Integrated Analysis of Multimodal Single-Cell Data

The simultaneous measurement of multiple modalities, known as multimodal analysis, represents an exciting frontier for single cell genomics and necessitates new computational methods that can define cellular states based on multiple data types. Here, we introduce 'weighted nearest neighbor' analysis, an unsupervised framework to learn the relative utility of each data type in each cell, enabling an integrative analysis of multiple modalities. We apply our procedure to a CITE-seq dataset of hundreds of thousands of human white blood cells alongside a panel of 228 antibodies to construct a multimodal reference atlas of the circulating immune system. We demonstrate that integrative analysis substantially improves our ability to resolve cell states and validate the presence of previously unreported lymphoid subpopulations.
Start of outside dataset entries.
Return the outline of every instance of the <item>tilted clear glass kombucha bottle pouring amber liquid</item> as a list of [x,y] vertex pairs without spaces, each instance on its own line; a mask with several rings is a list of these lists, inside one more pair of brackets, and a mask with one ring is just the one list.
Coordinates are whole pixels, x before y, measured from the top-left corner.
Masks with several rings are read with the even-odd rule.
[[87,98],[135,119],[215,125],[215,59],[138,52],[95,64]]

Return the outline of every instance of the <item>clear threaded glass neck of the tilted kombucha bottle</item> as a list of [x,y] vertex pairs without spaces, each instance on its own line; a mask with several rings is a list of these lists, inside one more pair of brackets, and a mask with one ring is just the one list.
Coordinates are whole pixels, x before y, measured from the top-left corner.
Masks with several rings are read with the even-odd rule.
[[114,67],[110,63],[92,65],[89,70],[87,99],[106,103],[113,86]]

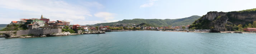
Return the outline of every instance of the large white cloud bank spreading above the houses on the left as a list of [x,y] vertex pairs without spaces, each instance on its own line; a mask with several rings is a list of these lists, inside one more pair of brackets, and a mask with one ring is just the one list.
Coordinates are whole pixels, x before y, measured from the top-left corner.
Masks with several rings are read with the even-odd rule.
[[[84,5],[86,4],[90,4],[87,6],[91,7],[103,7],[98,2],[85,2]],[[84,5],[69,4],[61,0],[0,0],[0,8],[14,11],[19,10],[19,15],[23,15],[19,18],[39,18],[43,14],[44,17],[50,18],[51,21],[65,20],[71,21],[71,23],[76,23],[74,20],[85,20],[87,19],[86,17],[92,17],[89,9],[86,6],[84,7]],[[8,14],[5,16],[14,16],[12,13]]]

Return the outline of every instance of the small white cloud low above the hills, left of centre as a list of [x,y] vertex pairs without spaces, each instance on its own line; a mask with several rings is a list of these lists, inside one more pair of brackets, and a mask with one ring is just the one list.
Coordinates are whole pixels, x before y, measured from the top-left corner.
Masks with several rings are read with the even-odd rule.
[[114,15],[115,15],[114,13],[109,13],[109,12],[99,12],[94,14],[95,17],[104,18],[104,21],[106,22],[116,22],[117,20],[111,21],[115,18]]

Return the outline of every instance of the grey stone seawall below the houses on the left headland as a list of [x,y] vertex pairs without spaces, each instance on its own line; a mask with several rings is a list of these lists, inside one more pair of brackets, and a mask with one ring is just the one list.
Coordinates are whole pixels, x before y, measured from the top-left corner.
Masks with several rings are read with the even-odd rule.
[[27,35],[27,34],[34,34],[35,36],[41,35],[49,35],[54,33],[61,33],[60,28],[56,29],[27,29],[23,31],[17,31],[17,36]]

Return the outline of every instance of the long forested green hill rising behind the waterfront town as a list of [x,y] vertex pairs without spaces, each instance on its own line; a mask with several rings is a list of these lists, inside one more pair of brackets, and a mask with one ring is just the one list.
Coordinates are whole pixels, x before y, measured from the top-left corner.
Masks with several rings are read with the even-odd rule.
[[181,25],[191,25],[192,22],[200,18],[201,16],[190,16],[186,18],[179,19],[132,19],[132,20],[122,20],[118,22],[110,22],[110,23],[97,23],[95,25],[87,25],[87,26],[136,26],[141,23],[147,23],[152,26],[181,26]]

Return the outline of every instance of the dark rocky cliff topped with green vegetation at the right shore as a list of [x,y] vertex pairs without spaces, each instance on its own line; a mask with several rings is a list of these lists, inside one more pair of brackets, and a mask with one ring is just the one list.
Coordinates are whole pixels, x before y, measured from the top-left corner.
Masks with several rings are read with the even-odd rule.
[[256,9],[232,12],[208,12],[196,20],[190,28],[210,29],[210,32],[227,31],[227,22],[232,25],[246,25],[256,21]]

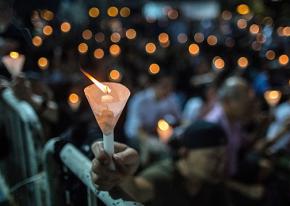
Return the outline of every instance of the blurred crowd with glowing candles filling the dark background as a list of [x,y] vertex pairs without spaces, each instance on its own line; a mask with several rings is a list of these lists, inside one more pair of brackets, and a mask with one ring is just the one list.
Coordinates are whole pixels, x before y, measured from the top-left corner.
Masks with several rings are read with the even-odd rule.
[[[60,137],[93,158],[102,135],[80,69],[122,83],[131,97],[115,141],[138,152],[128,174],[140,187],[123,186],[137,200],[289,205],[290,5],[257,2],[223,1],[216,17],[191,19],[170,3],[154,17],[126,1],[0,0],[1,98],[9,90],[34,109],[42,148]],[[5,159],[9,132],[0,129]]]

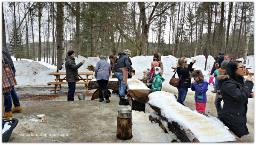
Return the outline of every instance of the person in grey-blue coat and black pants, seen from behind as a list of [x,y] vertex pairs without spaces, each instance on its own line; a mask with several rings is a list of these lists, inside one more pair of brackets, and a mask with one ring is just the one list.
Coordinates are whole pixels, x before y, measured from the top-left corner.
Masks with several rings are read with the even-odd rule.
[[109,103],[108,90],[106,86],[108,85],[109,76],[111,75],[110,64],[107,61],[106,56],[101,56],[101,59],[97,62],[95,67],[94,76],[99,84],[99,101],[104,100],[102,90],[104,91],[104,97],[106,102]]

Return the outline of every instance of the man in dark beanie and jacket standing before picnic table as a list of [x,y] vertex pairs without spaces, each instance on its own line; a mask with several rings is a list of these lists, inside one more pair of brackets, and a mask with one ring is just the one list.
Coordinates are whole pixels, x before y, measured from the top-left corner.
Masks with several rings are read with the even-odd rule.
[[74,100],[74,93],[76,90],[76,82],[79,81],[78,78],[78,69],[84,64],[84,59],[76,65],[75,63],[75,52],[73,50],[67,51],[67,56],[65,58],[65,67],[66,67],[66,79],[68,82],[68,93],[67,101]]

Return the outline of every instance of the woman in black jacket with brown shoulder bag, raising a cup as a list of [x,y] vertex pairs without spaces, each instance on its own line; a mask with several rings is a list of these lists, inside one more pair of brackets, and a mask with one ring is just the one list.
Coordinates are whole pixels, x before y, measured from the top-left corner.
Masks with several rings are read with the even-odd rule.
[[184,100],[186,99],[186,95],[188,92],[188,88],[190,88],[191,84],[191,78],[190,74],[193,72],[193,64],[195,63],[195,60],[192,59],[189,65],[187,65],[187,61],[184,57],[181,57],[178,59],[178,66],[177,66],[177,74],[180,78],[180,75],[182,75],[180,79],[179,86],[177,87],[178,89],[178,102],[181,103],[182,105]]

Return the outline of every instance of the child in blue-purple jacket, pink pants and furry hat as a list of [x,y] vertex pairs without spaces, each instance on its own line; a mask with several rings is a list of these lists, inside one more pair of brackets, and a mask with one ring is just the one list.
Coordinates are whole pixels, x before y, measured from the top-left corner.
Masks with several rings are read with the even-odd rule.
[[204,113],[207,102],[206,92],[208,90],[208,82],[204,81],[204,75],[201,70],[194,70],[190,76],[194,78],[190,89],[195,91],[195,109],[198,112]]

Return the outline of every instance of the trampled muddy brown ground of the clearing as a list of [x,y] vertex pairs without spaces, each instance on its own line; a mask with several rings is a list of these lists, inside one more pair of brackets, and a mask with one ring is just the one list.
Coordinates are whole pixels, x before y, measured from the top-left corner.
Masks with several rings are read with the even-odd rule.
[[[111,103],[90,100],[95,90],[85,93],[85,100],[79,100],[77,95],[84,93],[84,86],[76,86],[75,101],[67,102],[67,86],[57,89],[54,94],[53,86],[15,87],[23,106],[23,112],[15,113],[21,126],[21,134],[49,133],[69,134],[69,137],[23,137],[20,134],[12,134],[9,142],[140,142],[137,139],[120,140],[116,138],[117,110],[127,109],[127,106],[117,105],[119,98],[116,95],[110,97]],[[210,88],[210,86],[209,86]],[[164,91],[177,95],[177,88],[165,88]],[[215,94],[207,92],[206,114],[216,117],[214,105]],[[194,92],[189,91],[184,102],[185,106],[195,110]],[[253,103],[253,101],[249,101]],[[145,113],[153,112],[146,104]],[[43,122],[36,121],[38,114],[45,114],[47,118]],[[243,136],[244,142],[254,142],[254,107],[248,108],[247,127],[249,135]],[[81,126],[81,127],[79,127]],[[86,127],[84,127],[86,126]],[[16,127],[14,132],[18,133]]]

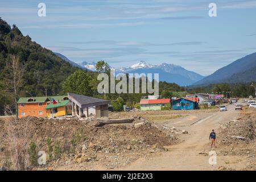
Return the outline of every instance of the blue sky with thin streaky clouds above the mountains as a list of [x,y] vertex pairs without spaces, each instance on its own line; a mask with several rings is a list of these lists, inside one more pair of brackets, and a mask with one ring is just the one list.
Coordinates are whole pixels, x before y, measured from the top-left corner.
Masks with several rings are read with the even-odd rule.
[[[46,4],[46,17],[38,4]],[[209,17],[209,3],[217,17]],[[172,63],[209,75],[256,52],[256,1],[1,1],[0,16],[70,60]]]

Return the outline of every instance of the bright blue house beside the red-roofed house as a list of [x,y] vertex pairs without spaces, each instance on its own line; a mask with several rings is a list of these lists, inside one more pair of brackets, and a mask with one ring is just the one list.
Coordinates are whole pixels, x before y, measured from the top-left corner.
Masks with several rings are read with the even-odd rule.
[[172,101],[172,109],[174,110],[193,110],[197,108],[198,102],[193,98],[178,98]]

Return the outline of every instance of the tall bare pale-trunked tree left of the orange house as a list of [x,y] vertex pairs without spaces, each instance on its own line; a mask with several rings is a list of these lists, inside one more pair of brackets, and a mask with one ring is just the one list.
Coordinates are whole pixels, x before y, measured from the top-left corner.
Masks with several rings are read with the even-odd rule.
[[15,100],[15,114],[18,117],[18,93],[19,89],[23,84],[23,74],[24,74],[24,66],[19,63],[18,57],[16,55],[10,56],[10,61],[6,63],[6,71],[7,75],[5,77],[5,86],[7,92],[11,92],[14,95]]

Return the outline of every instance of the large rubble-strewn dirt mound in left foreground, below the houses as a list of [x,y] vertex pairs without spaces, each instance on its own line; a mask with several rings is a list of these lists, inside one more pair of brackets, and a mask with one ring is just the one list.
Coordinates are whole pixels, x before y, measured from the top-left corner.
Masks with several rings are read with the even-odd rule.
[[[11,169],[10,119],[0,120],[0,166]],[[34,169],[95,169],[95,166],[111,169],[125,166],[138,158],[147,158],[155,152],[164,151],[163,146],[178,142],[174,135],[165,133],[150,122],[139,127],[134,127],[134,123],[102,127],[94,125],[93,119],[81,121],[27,117],[14,122],[13,127],[17,131],[28,131],[26,135],[17,137],[26,137],[28,143],[35,142],[36,151],[49,151],[47,139],[51,139],[51,160],[48,159],[46,166]],[[55,157],[56,145],[59,146],[59,157]]]

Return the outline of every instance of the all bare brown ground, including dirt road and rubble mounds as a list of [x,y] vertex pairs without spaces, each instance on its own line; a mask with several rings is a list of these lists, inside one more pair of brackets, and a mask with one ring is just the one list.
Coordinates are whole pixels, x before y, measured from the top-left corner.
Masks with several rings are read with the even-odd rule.
[[[38,151],[48,151],[47,138],[53,148],[60,143],[60,158],[53,154],[45,166],[32,170],[255,170],[256,111],[227,108],[114,112],[110,118],[135,121],[101,127],[94,118],[0,118],[0,167],[12,169],[9,124],[14,123],[18,138],[34,141]],[[26,136],[20,132],[24,129]],[[209,147],[212,129],[217,134],[214,148]],[[216,165],[208,163],[212,150]]]

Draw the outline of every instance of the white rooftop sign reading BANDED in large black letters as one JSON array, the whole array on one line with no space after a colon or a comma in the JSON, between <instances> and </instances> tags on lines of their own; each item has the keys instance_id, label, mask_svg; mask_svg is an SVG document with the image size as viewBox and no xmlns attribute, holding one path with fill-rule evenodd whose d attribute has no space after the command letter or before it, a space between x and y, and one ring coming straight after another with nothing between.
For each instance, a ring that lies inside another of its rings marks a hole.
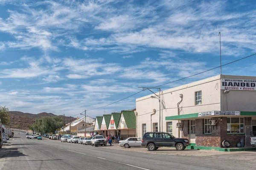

Moreover, we demonstrate how to leverage this reference to rapidly map new datasets, and to interpret immune responses to vaccination and COVID-19. Our approach represents a broadly applicable strategy to analyze single-cell multimodal datasets, including paired measurements of RNA and chromatin state, and to look beyond the transcriptome towards a unified and multimodal definition of cellular identity. All CITE-seq and ECCITE-seq raw matrices are available in GEO database under the accession number GEO: GSE164378.